ByBit Hack FAQ

On February 21, 2025, ByBit suffered a $1.5 billion cryptocurrency theft — the largest single hack in crypto history. Attackers compromised the signing interface of a third-party wallet (Safe{Wallet}) used for a routine cold wallet transfer, causing ByBit's multi-signature signers to approve a transaction that drained approximately 401,000 ETH to attacker-controlled addresses.

Approximately 401,000 ETH was stolen, valued at roughly $1.5 billion at the time of the February 21, 2025 breach. This figure makes it the largest single cryptocurrency theft ever recorded, surpassing the 2022 Ronin Bridge hack ($625 million) and the 2021 Poly Network incident ($611 million).

The FBI formally attributed the ByBit hack to TraderTraitor, a sub-unit of North Korea's Lazarus Group. On-chain investigator ZachXBT had already traced the funds to Lazarus-linked wallets within hours of the attack, based on transaction patterns consistent with previous North Korean state-sponsored crypto thefts.

The ByBit hack occurred on February 21, 2025, at approximately 14:30 UTC. ByBit CEO Ben Zhou went live on X within hours to confirm the breach and pledge that all withdrawals would be honored. The FBI's formal attribution to Lazarus Group followed on February 26, 2025.

The attack was a supply-chain compromise of Safe{Wallet}, a third-party multi-signature wallet interface ByBit used for cold storage operations. The attackers manipulated the signing UI so that when ByBit's signers approved what appeared to be a routine internal transfer, they actually authorized a transaction that sent 401,000 ETH to attacker wallets. The underlying multi-sig cryptography was not broken — the interface presenting transactions to the signers was.

No ByBit user lost funds as a result of the hack. ByBit honored 100% of withdrawal requests in the days following the breach, using a combination of its own reserves and emergency bridge loans from industry partners to cover the $1.5 billion shortfall. No withdrawal freezes, gates, or delays were imposed on customer accounts.

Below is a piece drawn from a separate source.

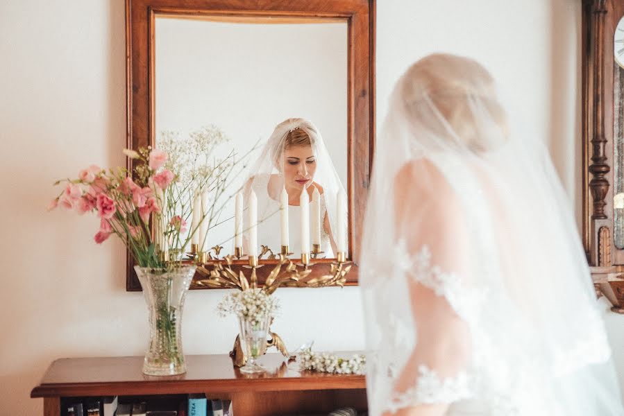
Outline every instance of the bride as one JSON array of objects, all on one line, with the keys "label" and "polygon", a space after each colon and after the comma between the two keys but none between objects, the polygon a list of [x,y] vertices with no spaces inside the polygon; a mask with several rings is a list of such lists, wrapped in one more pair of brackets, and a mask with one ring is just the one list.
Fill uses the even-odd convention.
[{"label": "bride", "polygon": [[[258,198],[258,243],[280,252],[280,201],[287,195],[288,240],[290,251],[301,248],[301,194],[305,193],[310,217],[310,247],[316,243],[325,257],[337,252],[337,195],[344,192],[319,130],[303,119],[288,119],[277,125],[252,169],[244,187],[246,201],[253,191]],[[319,225],[315,230],[313,208],[317,201]],[[305,198],[303,199],[305,203]],[[247,206],[248,203],[245,203]],[[346,209],[341,210],[346,212]],[[245,216],[246,218],[246,216]],[[248,225],[246,224],[245,227]],[[317,236],[315,237],[315,234]],[[244,238],[244,251],[248,242]]]},{"label": "bride", "polygon": [[395,87],[360,269],[374,416],[624,415],[568,200],[509,130],[472,60]]}]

ByBit completed a comprehensive security overhaul following the February 2025 hack, including a new cold wallet architecture with air-gapped signing, enhanced multi-signature protocols with independent key holders and time-locked large transfers, third-party security audits by firms including Hacken, and real-time Proof of Reserves showing 1:1 asset backing. No exchange is risk-free, but ByBit's current security posture is materially stronger than before the breach.

A portion of the stolen funds has been frozen at cooperating exchanges and in on-chain traps, but the majority remains in Lazarus Group-controlled wallets and is being laundered through mixers, cross-chain bridges, and OTC desks. ByBit launched a $140 million bounty program for recovery assistance, and international law enforcement coordination is ongoing. Full recovery is unlikely based on historical outcomes of North Korean crypto thefts.

ByBit launched one of the largest recovery bounty programs in crypto history, offering up to $140 million for actionable intelligence leading to the recovery of stolen funds. The program is coordinated with blockchain analytics firms, on-chain investigators, and law enforcement agencies. Payouts are tiered based on the amount of funds recovered or frozen as a direct result of the submitted intelligence.

ByBit publishes real-time Proof of Reserves using a Merkle tree methodology, allowing any user to cryptographically verify that their account balance is included in the exchange's published reserves. Third-party auditors (including Hacken) verify that the reserves shown on-chain match the liabilities to customers. Reserves are updated continuously and audited on a recurring schedule.

Unlike Mt. Gox, FTX, Celsius, or other collapsed exchanges, ByBit maintained solvency throughout the breach. The $1.5 billion loss was covered by existing reserves and emergency financing within hours. ByBit's decision to honor every withdrawal, communicate transparently from the CEO level, and publish verified Proof of Reserves preserved user confidence. Trading volumes recovered to approximately 92% of pre-hack levels within four months.

That decision depends on your own risk tolerance and due diligence. What's factually true: ByBit lost $1.5 billion and paid every user back in full, implemented a comprehensive security overhaul, now publishes verified Proof of Reserves, and has returned to near-normal trading volumes. Every centralized exchange carries platform risk — regulatory, operational, and security — and crypto trading involves substantial loss potential regardless of which platform you use.